To this day he has not demarcated, nor does he intend to demarcate, any new indigenous territory, and he’s already made several statements criticizing the act of demarcating land, which, according to him, hinders the advancements of Brazil’s agribusiness.
Mr. Bolsonaro’s anti-indigenous rhetoric has remained steady throughout his political trajectory. In April 1998, while he was a federal deputy, Mr. Bolsonaro gave a plenary speech in the Chamber in which he regretted the fact that Brazilian indigenous people had not been exterminated in the past.
“The Brazilian cavalry was very incompetent,” said Mr. Bolsonaro at the time. “Competent, yes, was the North American cavalry, which decimated its indigenous people in the past and today there is no such problem in their country.”
The president has also famously said he would remove protections for the Raposa Serra do Sol indigenous reserve in the northern state of Roraima, and defended exploiting the reserve’s natural resources and arming peasant farmers on the land.
Despite the president’s offensive against the Raposa Serra do Sol, the reserve remains duly demarcated as a protected area.
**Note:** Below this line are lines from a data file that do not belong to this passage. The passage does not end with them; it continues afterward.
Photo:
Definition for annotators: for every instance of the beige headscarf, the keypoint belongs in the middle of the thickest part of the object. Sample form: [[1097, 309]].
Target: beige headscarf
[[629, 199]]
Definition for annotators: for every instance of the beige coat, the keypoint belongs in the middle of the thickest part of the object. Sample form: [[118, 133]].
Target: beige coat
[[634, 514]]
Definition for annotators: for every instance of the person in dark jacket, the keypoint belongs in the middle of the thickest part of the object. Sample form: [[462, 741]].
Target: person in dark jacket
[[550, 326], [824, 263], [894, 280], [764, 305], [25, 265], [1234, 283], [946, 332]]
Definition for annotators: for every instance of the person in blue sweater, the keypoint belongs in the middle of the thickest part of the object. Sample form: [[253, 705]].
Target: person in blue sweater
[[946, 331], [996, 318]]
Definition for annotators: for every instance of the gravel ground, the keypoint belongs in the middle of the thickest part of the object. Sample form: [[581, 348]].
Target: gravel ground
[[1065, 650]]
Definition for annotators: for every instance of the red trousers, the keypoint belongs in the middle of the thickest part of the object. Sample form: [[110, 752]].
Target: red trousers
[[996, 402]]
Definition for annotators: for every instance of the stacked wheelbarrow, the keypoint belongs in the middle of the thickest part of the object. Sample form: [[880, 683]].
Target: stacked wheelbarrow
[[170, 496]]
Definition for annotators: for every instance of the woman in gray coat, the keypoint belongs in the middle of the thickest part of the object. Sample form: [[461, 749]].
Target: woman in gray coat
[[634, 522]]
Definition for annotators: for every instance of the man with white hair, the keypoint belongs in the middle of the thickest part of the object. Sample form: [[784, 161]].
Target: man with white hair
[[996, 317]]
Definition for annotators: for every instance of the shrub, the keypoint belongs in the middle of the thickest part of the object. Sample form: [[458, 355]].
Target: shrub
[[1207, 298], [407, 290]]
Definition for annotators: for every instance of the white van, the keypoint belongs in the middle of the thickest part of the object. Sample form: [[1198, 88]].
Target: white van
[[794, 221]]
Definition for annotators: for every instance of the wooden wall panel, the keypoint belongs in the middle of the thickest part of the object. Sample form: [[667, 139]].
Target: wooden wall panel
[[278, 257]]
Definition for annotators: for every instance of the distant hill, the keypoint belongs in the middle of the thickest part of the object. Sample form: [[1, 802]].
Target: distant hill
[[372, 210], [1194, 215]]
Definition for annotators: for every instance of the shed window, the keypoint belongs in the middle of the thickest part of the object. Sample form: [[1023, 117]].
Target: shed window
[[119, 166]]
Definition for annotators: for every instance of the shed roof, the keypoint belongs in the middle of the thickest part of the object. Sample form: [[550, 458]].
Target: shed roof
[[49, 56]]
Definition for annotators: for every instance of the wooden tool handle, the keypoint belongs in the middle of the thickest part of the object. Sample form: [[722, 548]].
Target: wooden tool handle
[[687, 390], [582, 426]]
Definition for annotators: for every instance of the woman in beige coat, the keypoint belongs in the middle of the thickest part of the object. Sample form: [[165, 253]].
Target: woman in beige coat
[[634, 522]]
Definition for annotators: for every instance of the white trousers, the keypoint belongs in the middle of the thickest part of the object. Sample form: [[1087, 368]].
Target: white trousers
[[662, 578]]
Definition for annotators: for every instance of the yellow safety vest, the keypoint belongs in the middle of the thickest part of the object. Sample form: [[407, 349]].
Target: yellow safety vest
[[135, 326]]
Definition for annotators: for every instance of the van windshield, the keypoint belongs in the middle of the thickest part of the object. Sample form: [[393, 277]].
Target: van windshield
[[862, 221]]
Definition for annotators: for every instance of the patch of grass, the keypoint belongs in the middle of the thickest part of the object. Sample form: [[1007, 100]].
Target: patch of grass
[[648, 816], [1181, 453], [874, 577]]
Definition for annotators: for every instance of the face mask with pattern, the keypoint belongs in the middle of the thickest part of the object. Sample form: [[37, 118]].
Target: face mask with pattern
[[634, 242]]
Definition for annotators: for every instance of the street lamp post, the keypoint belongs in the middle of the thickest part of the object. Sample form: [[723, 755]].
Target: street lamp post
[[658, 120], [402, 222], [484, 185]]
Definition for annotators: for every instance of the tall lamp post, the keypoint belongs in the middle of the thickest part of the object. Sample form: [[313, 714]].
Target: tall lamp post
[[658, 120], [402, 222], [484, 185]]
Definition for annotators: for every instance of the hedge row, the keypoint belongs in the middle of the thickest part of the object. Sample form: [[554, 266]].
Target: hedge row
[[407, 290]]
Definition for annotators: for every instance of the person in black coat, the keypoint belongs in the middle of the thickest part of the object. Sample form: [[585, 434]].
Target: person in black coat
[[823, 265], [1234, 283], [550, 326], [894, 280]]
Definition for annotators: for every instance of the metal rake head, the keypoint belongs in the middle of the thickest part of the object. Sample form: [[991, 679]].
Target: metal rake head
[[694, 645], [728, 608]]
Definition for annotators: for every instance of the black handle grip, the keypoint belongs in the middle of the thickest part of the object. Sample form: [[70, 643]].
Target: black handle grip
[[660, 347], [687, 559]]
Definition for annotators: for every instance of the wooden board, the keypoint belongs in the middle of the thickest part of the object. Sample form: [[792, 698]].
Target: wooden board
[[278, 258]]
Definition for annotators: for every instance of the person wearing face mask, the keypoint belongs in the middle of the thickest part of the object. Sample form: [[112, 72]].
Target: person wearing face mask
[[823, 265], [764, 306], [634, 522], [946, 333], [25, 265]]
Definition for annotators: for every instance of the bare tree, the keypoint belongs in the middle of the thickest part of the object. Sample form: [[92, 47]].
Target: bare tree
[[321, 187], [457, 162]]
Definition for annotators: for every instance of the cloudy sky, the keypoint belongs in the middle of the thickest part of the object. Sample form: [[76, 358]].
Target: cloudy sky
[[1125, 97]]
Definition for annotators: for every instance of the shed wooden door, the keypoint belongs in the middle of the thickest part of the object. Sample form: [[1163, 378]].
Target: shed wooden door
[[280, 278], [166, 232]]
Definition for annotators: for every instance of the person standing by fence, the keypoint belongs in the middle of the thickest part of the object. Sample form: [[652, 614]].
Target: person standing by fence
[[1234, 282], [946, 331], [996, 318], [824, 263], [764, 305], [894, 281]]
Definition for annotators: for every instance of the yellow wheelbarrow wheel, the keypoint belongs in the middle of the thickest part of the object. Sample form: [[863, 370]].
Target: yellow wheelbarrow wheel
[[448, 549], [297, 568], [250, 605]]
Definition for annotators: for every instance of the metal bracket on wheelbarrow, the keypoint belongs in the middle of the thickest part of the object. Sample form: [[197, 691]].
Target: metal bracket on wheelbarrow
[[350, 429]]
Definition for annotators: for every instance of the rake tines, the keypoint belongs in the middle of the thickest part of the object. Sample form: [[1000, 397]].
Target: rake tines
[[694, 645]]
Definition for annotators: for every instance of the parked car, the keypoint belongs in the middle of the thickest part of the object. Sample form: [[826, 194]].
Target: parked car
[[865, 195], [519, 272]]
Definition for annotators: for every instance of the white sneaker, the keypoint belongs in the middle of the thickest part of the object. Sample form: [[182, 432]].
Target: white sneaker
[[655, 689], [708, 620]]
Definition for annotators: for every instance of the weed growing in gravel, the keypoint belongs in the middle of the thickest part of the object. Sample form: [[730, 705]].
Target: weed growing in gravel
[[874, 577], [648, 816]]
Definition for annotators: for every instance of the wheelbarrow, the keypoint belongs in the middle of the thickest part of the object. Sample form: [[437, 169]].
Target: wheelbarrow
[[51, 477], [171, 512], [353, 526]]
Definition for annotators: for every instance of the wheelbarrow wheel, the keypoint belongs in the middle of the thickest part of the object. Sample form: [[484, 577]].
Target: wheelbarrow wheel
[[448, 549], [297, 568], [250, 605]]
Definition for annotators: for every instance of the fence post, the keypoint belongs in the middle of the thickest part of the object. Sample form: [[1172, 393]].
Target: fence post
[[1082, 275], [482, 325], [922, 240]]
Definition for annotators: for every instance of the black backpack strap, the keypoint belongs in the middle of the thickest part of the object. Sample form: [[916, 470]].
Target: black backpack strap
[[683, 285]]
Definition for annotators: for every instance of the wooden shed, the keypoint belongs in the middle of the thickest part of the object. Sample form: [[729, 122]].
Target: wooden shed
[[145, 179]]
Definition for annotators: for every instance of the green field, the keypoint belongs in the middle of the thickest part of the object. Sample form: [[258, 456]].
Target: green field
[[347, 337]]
However, the CIMI report documented three separate invasions into the territory by miners last year.
Government abandonment of indigenous peoples
Perhaps as detrimental to indigenous populations as the government’s rhetoric promoting invasions into their territory is the administration’s disinterest in providing assistance to indigenous communities.
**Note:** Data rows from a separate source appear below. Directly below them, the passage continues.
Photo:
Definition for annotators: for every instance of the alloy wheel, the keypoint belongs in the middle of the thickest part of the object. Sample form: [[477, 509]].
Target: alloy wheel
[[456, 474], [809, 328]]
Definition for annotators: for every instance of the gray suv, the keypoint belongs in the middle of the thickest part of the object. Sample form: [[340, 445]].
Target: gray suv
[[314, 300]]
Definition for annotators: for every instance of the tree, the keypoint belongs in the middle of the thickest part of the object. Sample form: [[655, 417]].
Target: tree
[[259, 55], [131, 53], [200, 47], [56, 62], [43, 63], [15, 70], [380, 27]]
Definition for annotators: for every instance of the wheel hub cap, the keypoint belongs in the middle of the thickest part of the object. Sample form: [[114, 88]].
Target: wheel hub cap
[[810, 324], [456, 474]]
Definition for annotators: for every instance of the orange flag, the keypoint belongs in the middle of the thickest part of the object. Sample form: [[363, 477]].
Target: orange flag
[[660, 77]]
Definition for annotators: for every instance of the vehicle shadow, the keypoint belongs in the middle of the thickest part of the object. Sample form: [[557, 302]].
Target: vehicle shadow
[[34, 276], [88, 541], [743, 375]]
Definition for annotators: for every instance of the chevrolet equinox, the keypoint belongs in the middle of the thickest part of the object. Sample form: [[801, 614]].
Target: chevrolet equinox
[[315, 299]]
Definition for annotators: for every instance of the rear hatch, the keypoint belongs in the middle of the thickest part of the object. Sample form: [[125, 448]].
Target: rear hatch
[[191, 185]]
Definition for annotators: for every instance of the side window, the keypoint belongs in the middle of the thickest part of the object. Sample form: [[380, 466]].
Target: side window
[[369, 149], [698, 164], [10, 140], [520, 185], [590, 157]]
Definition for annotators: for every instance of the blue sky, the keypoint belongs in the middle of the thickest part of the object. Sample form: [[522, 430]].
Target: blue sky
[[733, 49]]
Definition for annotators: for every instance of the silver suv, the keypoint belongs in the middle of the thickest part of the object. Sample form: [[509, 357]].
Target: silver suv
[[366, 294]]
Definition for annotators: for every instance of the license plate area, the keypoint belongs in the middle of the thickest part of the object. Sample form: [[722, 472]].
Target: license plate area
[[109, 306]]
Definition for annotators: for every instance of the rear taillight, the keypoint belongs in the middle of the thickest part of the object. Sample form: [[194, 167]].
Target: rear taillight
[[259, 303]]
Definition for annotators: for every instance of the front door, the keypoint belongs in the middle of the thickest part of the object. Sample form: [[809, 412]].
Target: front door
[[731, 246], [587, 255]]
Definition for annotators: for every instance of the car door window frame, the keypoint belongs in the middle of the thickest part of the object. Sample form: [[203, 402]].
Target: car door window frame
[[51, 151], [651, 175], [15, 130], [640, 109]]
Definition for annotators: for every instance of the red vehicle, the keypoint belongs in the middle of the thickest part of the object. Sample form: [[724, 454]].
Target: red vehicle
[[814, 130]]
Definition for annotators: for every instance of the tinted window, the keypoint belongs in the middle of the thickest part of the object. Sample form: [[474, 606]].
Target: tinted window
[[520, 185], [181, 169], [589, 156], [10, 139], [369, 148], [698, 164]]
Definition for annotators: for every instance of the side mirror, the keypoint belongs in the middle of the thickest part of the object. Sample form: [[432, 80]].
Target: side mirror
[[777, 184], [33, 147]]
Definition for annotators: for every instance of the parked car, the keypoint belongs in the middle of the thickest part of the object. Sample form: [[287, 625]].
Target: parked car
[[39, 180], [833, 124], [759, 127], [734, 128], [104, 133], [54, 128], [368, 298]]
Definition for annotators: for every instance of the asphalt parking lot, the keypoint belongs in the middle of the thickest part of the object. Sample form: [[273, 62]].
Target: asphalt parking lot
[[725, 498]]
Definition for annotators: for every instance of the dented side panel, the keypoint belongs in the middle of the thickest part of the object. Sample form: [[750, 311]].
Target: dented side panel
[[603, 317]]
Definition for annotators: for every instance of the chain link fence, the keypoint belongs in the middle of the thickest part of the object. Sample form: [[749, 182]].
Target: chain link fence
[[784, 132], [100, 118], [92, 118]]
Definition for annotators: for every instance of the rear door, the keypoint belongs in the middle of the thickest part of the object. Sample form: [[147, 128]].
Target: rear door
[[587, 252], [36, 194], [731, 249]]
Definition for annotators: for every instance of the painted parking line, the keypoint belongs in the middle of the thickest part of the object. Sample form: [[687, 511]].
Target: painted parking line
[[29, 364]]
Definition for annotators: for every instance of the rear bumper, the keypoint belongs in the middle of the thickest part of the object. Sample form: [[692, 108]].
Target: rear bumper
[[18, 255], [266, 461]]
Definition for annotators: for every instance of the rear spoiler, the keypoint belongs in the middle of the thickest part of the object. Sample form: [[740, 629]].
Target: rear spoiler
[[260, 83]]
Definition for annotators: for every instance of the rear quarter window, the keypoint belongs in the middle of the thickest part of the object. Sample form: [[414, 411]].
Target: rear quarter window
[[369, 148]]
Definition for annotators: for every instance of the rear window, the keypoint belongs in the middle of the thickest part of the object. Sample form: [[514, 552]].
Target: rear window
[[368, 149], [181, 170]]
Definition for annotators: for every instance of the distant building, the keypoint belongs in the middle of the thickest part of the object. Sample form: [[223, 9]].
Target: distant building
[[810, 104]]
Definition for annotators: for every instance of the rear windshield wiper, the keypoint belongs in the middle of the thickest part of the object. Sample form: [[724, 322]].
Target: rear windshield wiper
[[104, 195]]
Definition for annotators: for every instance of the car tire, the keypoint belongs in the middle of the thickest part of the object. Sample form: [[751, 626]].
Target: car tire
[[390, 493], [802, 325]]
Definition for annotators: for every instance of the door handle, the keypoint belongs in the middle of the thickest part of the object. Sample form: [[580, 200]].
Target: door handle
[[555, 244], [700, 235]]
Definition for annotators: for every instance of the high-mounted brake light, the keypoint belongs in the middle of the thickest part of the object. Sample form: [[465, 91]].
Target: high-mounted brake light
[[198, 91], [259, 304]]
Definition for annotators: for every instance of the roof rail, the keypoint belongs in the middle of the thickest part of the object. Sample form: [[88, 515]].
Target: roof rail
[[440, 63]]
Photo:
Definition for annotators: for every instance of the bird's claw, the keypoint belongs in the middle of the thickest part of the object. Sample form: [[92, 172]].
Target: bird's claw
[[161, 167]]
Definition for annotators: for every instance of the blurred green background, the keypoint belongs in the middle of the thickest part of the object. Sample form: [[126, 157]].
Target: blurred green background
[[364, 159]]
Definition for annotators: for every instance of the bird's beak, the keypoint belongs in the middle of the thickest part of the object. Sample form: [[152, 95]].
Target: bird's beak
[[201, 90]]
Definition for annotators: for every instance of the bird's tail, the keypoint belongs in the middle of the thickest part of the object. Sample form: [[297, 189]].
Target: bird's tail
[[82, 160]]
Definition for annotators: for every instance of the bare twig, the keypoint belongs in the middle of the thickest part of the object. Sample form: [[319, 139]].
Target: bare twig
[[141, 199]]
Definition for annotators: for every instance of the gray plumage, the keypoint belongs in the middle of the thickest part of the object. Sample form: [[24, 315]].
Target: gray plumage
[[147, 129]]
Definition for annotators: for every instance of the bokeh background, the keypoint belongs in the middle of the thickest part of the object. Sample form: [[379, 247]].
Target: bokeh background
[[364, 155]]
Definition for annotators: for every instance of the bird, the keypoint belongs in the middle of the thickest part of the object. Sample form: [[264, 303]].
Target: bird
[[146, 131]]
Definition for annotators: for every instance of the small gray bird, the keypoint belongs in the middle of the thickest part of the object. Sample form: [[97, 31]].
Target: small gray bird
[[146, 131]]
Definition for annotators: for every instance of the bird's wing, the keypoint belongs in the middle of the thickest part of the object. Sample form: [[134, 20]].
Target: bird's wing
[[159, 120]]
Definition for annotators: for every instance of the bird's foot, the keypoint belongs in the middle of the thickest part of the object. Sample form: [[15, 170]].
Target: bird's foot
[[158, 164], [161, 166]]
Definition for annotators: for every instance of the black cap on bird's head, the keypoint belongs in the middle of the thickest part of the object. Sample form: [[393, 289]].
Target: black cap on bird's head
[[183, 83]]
According to CIMI Executive Secretary Antônio Eduardo Cerqueira de Oliveira, the National Foundation of Indigenous Peoples (Funai), the government body tasked with protecting indigenous interests, has been all but abandoned by the current administration.
“Today, Funai is completely distorted from its institutional role of protecting the rights of indigenous peoples and works totally contrary to the rights of indigenous peoples, thus obeying the precepts preached by the Bolsonaro government and also by the ruralist bench of the National Congress,” said Mr. Cerqueira de Oliveira. “The concept of this government is that indigenous peoples must be integrated into national society and therefore must stop being indigenous.”
According to the CIMI report, the omission of basic aid from public authorities helped cause 744 deaths of children aged 0 to 5 years.
Many of these deaths could have been avoided if the Brazilian government had committed itself to promoting public policies for access to drinking water, food, basic sanitation and medicines.
Brazilian indigenous must be recognized, according to CIMI
Urgent measures must be taken to ensure that the deepening encroachment on indigenous rights and territories doesn’t worsen, according to the authors of the report who spoke with Brazil Reports.
Chief among actions that must be taken, according to the CIMI representatives, is the recognition and normalization of indigenous territories throughout Brazil.
“The normalization of indigenous territories has to be conceived from a government policy that aims to protect the environment, protect the climate and protect the human being,” said Mr. Liebgott.
He urged the government to resume indigenous policies that “respect the way of being of the indigenous peoples” including the demarcation, protection and regular inspection of all indigenous lands and recognizing the “indigenous peoples, their communities, and organizations as subjects of rights and guarantees.”